Model-based T1, T2* and Proton Density Mapping Using a Bayesian Approach with Parameter Estimation and Complementary Undersampling Patterns (2307.02015v2)

Abstract: Purpose: To achieve automatic hyperparameter estimation for the joint recovery of quantitative MR images, we propose a Bayesian formulation of the reconstruction problem that incorporates the signal model. Additionally, we investigate the use of complementary undersampling patterns to determine optimal undersampling schemes for quantitative MRI. Theory: We introduce a novel nonlinear approximate message passing framework, referred to as ``AMP-PE'', that enables the simultaneous recovery of distribution parameters and quantitative maps. Methods: We employed the variable flip angle multi-echo (VFA-ME) method to acquire measurements. Both retrospective and prospective undersampling approaches were utilized to obtain Fourier measurements using variable-density and Poisson-disk patterns. Furthermore, we extensively explored various undersampling schemes, incorporating complementary patterns across different flip angles and/or echo times. Results: AMP-PE adopts a model-based joint recovery strategy, it outperforms the $l_1$-norm minimization approach that follows a decoupled recovery strategy. A comparison with an existing joint-recovery approach further demonstrates the advantageous outcomes of AMP-PE. For quantitative $T_1$ mapping using VFA-ME, employing identical k-space sampling patterns across different echo times produced the best performance.
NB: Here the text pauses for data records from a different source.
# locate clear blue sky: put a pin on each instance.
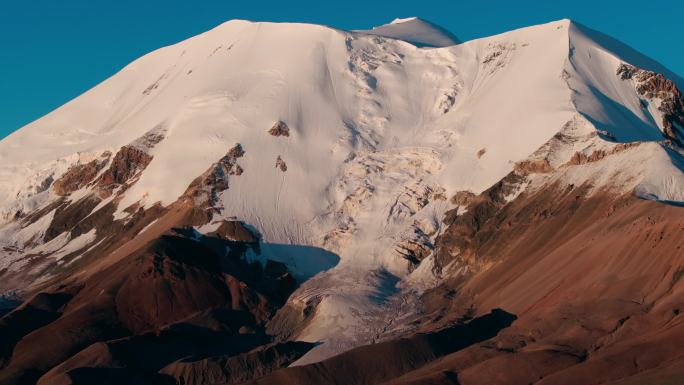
(53, 50)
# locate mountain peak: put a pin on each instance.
(416, 31)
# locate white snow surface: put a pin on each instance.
(381, 132)
(416, 31)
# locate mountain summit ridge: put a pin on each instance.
(382, 183)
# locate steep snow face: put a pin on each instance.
(606, 99)
(379, 134)
(415, 31)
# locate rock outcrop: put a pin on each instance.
(280, 128)
(654, 86)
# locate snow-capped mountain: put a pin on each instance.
(340, 153)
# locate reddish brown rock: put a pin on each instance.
(280, 163)
(652, 85)
(280, 128)
(80, 175)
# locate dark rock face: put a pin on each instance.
(466, 232)
(127, 163)
(279, 129)
(384, 361)
(579, 158)
(204, 191)
(178, 296)
(651, 85)
(280, 163)
(225, 370)
(80, 175)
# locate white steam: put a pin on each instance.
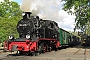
(46, 9)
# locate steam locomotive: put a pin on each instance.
(37, 36)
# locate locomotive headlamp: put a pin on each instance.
(28, 36)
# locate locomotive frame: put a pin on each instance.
(37, 36)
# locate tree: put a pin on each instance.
(81, 11)
(10, 14)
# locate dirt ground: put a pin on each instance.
(74, 53)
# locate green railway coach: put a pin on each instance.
(65, 37)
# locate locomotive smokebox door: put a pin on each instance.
(26, 15)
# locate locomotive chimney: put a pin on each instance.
(27, 15)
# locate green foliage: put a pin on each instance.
(81, 11)
(10, 14)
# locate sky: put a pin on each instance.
(52, 12)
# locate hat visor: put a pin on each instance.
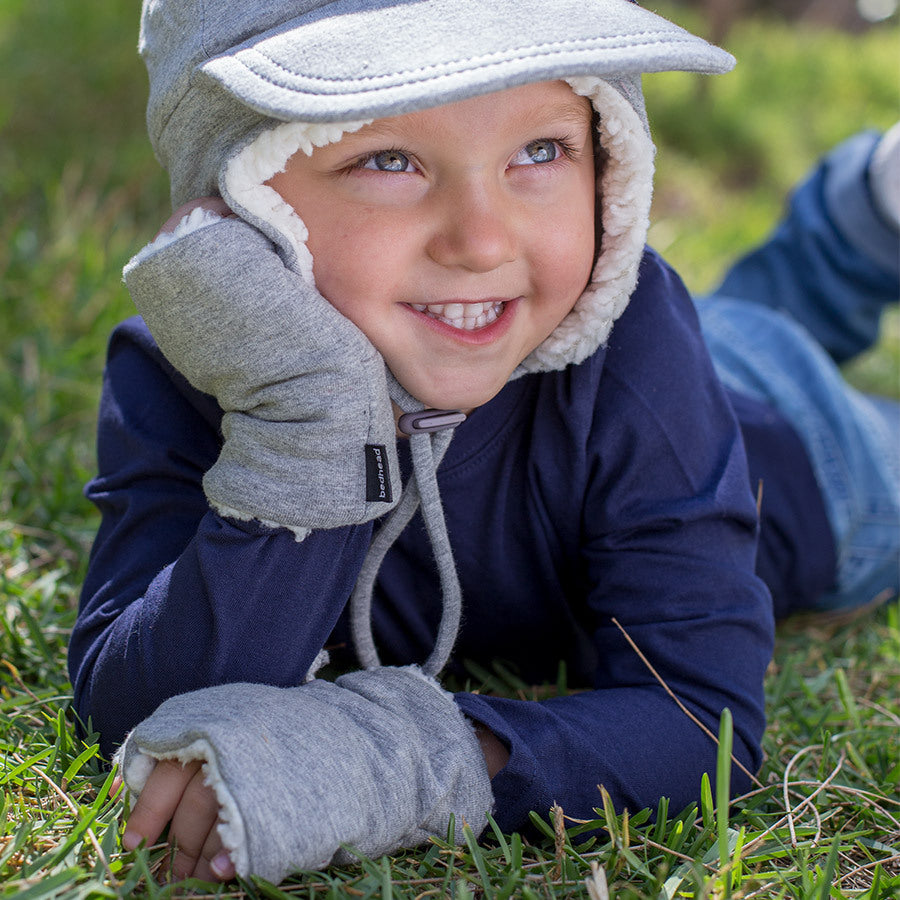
(347, 61)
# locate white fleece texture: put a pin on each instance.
(196, 219)
(231, 824)
(624, 189)
(246, 173)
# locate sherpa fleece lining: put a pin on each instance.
(625, 189)
(230, 825)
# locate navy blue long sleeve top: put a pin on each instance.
(614, 489)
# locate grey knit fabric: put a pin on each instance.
(378, 760)
(308, 425)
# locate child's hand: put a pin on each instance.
(178, 795)
(309, 431)
(379, 759)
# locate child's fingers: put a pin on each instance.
(157, 802)
(192, 832)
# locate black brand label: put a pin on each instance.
(378, 483)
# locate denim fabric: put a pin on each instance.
(819, 287)
(851, 441)
(833, 261)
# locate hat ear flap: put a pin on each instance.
(624, 154)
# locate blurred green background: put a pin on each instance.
(80, 192)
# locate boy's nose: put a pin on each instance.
(475, 231)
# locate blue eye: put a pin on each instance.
(389, 161)
(541, 151)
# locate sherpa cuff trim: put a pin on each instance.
(231, 824)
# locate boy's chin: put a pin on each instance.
(464, 398)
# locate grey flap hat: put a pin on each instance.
(358, 60)
(218, 68)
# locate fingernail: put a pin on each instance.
(222, 866)
(131, 840)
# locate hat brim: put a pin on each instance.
(346, 61)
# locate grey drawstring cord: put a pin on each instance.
(428, 449)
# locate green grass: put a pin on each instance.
(80, 191)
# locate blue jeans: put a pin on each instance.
(810, 297)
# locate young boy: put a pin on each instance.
(431, 226)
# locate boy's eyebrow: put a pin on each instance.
(570, 113)
(573, 114)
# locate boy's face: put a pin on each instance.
(457, 238)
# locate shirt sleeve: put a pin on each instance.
(667, 548)
(177, 597)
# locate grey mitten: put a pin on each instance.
(308, 426)
(378, 760)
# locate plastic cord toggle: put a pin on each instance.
(428, 420)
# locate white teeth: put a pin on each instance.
(467, 316)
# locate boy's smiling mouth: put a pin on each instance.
(465, 316)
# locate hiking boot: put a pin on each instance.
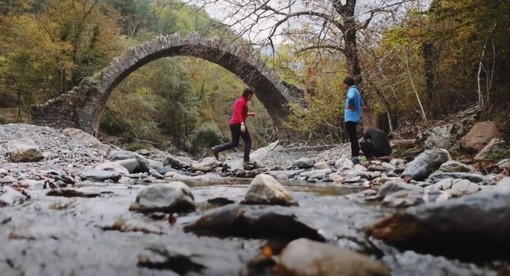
(216, 152)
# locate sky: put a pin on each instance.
(221, 10)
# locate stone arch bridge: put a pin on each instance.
(83, 105)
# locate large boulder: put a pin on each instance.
(452, 228)
(24, 150)
(425, 163)
(265, 189)
(173, 197)
(479, 136)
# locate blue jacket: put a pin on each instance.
(353, 97)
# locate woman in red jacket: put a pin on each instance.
(238, 126)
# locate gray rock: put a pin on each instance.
(172, 197)
(425, 163)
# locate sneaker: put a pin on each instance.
(215, 152)
(355, 160)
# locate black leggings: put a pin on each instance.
(235, 130)
(351, 131)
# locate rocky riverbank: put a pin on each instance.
(72, 205)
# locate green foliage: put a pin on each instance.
(206, 135)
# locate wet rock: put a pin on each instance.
(71, 193)
(220, 201)
(425, 163)
(473, 177)
(479, 136)
(133, 226)
(100, 175)
(404, 198)
(158, 167)
(85, 138)
(285, 174)
(344, 164)
(303, 257)
(492, 147)
(24, 150)
(192, 258)
(113, 167)
(116, 155)
(207, 164)
(395, 185)
(253, 222)
(455, 166)
(58, 176)
(177, 163)
(265, 189)
(481, 220)
(10, 196)
(172, 197)
(443, 136)
(37, 232)
(135, 165)
(463, 187)
(303, 163)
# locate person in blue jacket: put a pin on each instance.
(352, 115)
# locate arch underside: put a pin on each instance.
(86, 113)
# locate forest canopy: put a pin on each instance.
(415, 62)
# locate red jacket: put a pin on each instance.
(239, 111)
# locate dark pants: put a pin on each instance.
(235, 130)
(351, 128)
(368, 150)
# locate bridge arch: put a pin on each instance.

Whereas for $T_2^*$ and proton density mappings, using complementary sampling patterns across different flip angles yielded the best performance. Conclusion: AMP-PE is equipped with built-in parameter estimation, and works naturally in clinical settings with varying acquisition protocols and scanners. It also achieves improved performance by combining information from the MR signal model and the sparse prior on images.